Researchers at Lawrence Berkeley National Laboratory have unraveled an enigma in dark matter detectors that could have significant implications for the development of quantum computers. The study focuses on the interaction of light with superconducting materials, a crucial phenomenon for both the detection of dark matter particles and the stability of superconducting qubits. Understanding how visible and infrared light generates quasiparticles in these materials is fundamental to mitigating noise and improving coherence in quantum systems.

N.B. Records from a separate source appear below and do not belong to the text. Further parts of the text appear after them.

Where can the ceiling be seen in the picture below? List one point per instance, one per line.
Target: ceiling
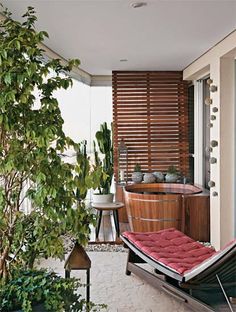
(162, 35)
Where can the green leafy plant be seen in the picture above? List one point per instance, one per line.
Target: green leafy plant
(27, 289)
(137, 168)
(31, 141)
(104, 168)
(87, 178)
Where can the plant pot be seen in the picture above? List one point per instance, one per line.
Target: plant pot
(159, 176)
(171, 177)
(149, 178)
(137, 177)
(103, 198)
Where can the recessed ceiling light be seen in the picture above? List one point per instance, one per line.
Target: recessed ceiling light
(136, 5)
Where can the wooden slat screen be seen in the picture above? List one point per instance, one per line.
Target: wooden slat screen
(150, 112)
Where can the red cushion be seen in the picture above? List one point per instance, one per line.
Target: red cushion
(171, 248)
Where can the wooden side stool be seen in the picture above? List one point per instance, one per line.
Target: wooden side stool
(100, 207)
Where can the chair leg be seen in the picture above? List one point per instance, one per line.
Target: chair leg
(116, 220)
(99, 223)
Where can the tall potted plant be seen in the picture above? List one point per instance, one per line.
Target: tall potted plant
(31, 168)
(104, 142)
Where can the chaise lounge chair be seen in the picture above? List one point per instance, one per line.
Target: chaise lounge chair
(200, 277)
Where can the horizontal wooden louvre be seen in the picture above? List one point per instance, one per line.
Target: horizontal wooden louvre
(150, 113)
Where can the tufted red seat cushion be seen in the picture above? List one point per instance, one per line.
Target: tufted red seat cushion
(171, 248)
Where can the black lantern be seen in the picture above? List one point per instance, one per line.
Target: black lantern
(123, 162)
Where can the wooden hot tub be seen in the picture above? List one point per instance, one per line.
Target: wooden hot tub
(156, 206)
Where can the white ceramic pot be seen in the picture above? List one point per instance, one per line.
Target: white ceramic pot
(171, 177)
(137, 177)
(159, 176)
(103, 198)
(149, 178)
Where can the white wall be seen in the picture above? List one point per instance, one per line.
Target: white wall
(83, 109)
(219, 63)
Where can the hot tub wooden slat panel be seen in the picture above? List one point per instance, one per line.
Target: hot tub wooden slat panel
(148, 211)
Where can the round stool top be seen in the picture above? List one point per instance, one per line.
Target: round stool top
(108, 206)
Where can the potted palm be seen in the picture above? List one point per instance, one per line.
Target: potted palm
(32, 172)
(104, 167)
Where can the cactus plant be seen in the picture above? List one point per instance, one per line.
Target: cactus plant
(104, 141)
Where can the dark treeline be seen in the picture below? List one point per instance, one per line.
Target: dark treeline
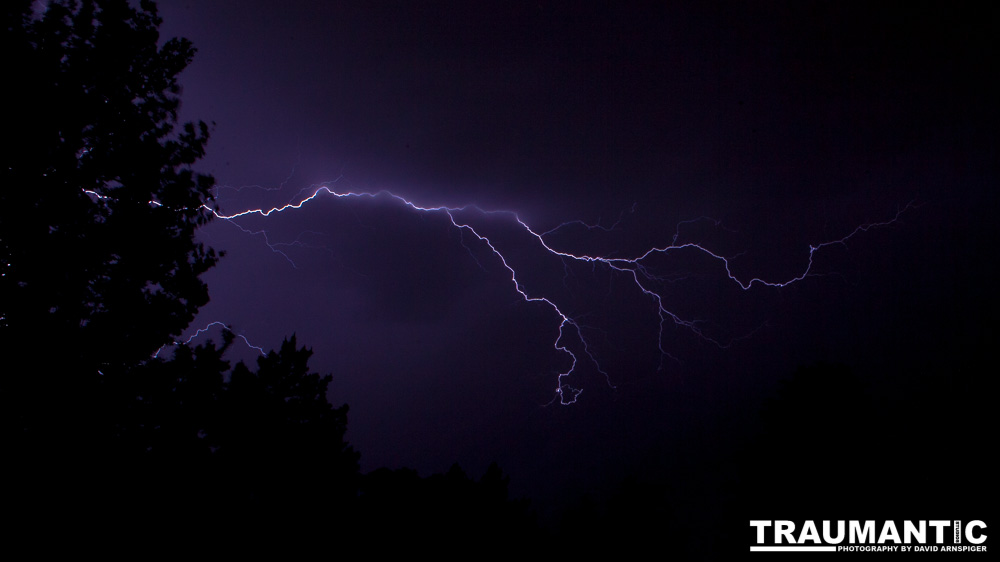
(101, 439)
(101, 269)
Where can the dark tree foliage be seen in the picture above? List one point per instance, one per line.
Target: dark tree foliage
(99, 265)
(99, 268)
(98, 203)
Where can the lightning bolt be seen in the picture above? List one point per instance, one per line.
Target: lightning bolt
(634, 267)
(206, 328)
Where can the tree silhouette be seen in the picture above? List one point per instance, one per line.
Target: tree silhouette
(98, 205)
(100, 268)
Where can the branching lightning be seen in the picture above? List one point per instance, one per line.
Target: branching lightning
(633, 267)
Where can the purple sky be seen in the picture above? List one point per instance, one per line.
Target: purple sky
(790, 123)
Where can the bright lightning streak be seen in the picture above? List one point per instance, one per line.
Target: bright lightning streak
(632, 267)
(206, 328)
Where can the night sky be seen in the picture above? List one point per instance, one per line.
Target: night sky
(788, 124)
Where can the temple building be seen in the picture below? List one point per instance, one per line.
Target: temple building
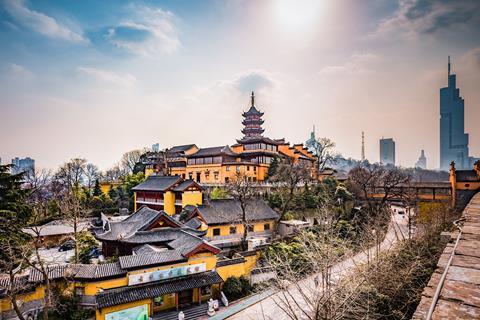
(168, 193)
(465, 183)
(250, 156)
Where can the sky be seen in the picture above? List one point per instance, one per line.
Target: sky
(94, 79)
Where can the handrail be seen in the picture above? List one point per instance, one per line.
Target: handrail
(444, 274)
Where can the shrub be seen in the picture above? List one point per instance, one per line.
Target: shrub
(235, 288)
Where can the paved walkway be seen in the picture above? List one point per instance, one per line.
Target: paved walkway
(269, 308)
(460, 293)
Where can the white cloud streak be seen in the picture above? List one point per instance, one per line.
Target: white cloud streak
(20, 72)
(125, 80)
(359, 63)
(414, 17)
(41, 23)
(158, 24)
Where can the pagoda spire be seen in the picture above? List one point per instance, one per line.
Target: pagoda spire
(252, 121)
(449, 65)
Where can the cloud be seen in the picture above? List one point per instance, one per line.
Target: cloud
(150, 31)
(40, 22)
(126, 80)
(19, 71)
(472, 58)
(254, 81)
(359, 63)
(414, 17)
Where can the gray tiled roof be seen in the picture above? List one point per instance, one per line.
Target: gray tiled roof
(228, 210)
(123, 295)
(213, 151)
(138, 220)
(158, 183)
(193, 223)
(54, 272)
(184, 185)
(149, 259)
(181, 148)
(99, 271)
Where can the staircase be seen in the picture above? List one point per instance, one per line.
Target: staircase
(191, 313)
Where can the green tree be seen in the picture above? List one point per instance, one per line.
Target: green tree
(14, 215)
(96, 189)
(112, 193)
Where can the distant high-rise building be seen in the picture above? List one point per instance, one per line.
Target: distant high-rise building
(22, 165)
(387, 151)
(453, 139)
(422, 161)
(363, 147)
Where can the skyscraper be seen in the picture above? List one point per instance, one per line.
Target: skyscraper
(387, 151)
(453, 139)
(422, 161)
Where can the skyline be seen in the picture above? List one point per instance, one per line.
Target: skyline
(77, 83)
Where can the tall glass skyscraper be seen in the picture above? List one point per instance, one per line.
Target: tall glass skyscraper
(453, 139)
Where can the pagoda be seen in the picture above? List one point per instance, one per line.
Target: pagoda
(253, 121)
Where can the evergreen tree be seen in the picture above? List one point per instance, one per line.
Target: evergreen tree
(96, 189)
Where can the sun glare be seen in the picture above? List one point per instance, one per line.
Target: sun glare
(297, 15)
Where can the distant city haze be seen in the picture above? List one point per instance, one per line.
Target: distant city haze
(97, 79)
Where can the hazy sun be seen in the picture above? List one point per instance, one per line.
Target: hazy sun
(297, 15)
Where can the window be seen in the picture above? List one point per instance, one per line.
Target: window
(206, 291)
(80, 291)
(158, 301)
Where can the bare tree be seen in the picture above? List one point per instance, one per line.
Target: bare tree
(243, 189)
(375, 186)
(74, 213)
(91, 175)
(130, 159)
(39, 183)
(324, 150)
(72, 173)
(309, 283)
(113, 174)
(287, 178)
(40, 266)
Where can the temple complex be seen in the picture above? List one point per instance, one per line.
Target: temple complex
(250, 155)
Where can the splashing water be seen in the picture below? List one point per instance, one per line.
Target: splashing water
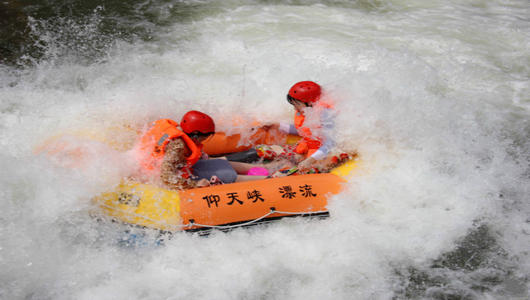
(434, 96)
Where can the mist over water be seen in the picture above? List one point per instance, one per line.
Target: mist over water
(434, 97)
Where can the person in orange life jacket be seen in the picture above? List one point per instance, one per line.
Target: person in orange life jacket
(176, 154)
(316, 143)
(171, 151)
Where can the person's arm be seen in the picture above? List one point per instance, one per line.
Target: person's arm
(326, 130)
(174, 160)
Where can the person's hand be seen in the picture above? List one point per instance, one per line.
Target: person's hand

The problem addressed stems from the observation that superconducting dark matter detectors, designed to be extremely sensitive to small amounts of energy, are susceptible to noise generated by low-energy photons, such as ambient light. These photons, even at very low levels, can break Cooper pairs in the superconductor, creating quasiparticles that mimic dark matter signals or introduce errors in qubits. Previous research had identified this problem, but the precise magnitude and mechanism of quasiparticle generation by low-energy photons were not entirely clear, limiting the ability to design more robust systems.

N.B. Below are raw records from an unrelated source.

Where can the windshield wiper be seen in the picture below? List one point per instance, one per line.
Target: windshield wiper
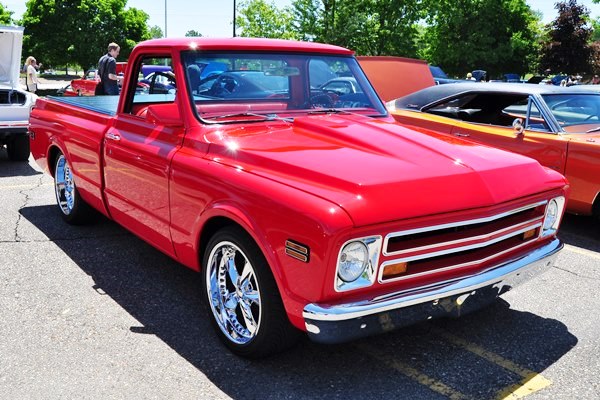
(329, 111)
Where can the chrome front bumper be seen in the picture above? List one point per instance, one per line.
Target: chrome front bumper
(336, 323)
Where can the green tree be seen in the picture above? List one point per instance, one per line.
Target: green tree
(567, 49)
(369, 27)
(77, 32)
(257, 18)
(5, 15)
(155, 32)
(498, 36)
(193, 33)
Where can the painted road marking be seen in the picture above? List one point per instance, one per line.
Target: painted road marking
(412, 373)
(25, 186)
(531, 383)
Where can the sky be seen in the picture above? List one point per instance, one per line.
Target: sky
(213, 18)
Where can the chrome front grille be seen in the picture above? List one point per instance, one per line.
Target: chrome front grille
(459, 245)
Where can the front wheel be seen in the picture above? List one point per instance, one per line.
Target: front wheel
(242, 295)
(73, 209)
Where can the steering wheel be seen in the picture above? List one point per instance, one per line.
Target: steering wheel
(323, 100)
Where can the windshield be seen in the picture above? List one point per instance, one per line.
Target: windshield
(576, 113)
(232, 86)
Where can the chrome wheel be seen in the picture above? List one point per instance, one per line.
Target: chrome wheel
(233, 292)
(64, 186)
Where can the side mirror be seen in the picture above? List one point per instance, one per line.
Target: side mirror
(164, 114)
(518, 126)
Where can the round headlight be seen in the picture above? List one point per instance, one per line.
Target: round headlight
(353, 261)
(551, 214)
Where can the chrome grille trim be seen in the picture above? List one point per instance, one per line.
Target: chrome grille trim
(452, 225)
(449, 268)
(481, 239)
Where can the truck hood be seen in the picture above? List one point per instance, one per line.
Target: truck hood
(377, 170)
(11, 41)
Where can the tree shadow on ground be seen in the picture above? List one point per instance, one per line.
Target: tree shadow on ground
(164, 297)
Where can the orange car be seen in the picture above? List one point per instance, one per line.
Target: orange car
(558, 126)
(86, 85)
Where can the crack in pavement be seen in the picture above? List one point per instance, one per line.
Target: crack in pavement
(577, 274)
(25, 203)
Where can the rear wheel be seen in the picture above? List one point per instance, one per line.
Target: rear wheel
(18, 148)
(73, 209)
(242, 295)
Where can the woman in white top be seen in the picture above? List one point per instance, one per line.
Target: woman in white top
(31, 77)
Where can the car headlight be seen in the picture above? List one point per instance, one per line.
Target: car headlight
(357, 262)
(554, 211)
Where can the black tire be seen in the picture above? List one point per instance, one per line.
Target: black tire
(248, 314)
(18, 148)
(72, 208)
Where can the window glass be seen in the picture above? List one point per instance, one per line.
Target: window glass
(224, 85)
(574, 109)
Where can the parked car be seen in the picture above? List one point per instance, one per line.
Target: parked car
(341, 86)
(15, 103)
(559, 127)
(86, 85)
(440, 77)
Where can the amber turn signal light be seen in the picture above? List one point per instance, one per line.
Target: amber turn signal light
(392, 270)
(529, 234)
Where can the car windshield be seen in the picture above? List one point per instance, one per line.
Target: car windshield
(233, 86)
(576, 113)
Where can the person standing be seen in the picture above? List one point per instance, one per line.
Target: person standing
(107, 71)
(31, 79)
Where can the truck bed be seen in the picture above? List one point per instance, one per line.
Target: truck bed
(101, 104)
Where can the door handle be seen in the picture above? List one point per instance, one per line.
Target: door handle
(112, 136)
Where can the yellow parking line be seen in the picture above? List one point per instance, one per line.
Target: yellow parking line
(584, 252)
(524, 388)
(24, 186)
(531, 382)
(412, 373)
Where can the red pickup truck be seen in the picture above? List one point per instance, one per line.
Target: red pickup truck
(303, 208)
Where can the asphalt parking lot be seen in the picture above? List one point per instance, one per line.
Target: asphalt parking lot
(93, 312)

The Berkeley Lab team has developed a detailed model and conducted experiments to characterize how visible and infrared light interacts with superconductors. They have quantified the efficiency with which low-energy photons can generate quasiparticles, revealing that even a small amount of light can have a disproportionate impact. This knowledge is not only vital for designing more sensitive and noise-free dark matter detectors but also offers a pathway to protect superconducting qubits, which are extremely sensitive to external disturbances, from light-induced decoherence. The ability to control and mitigate this effect is a crucial step towards building more stable and scalable quantum computers.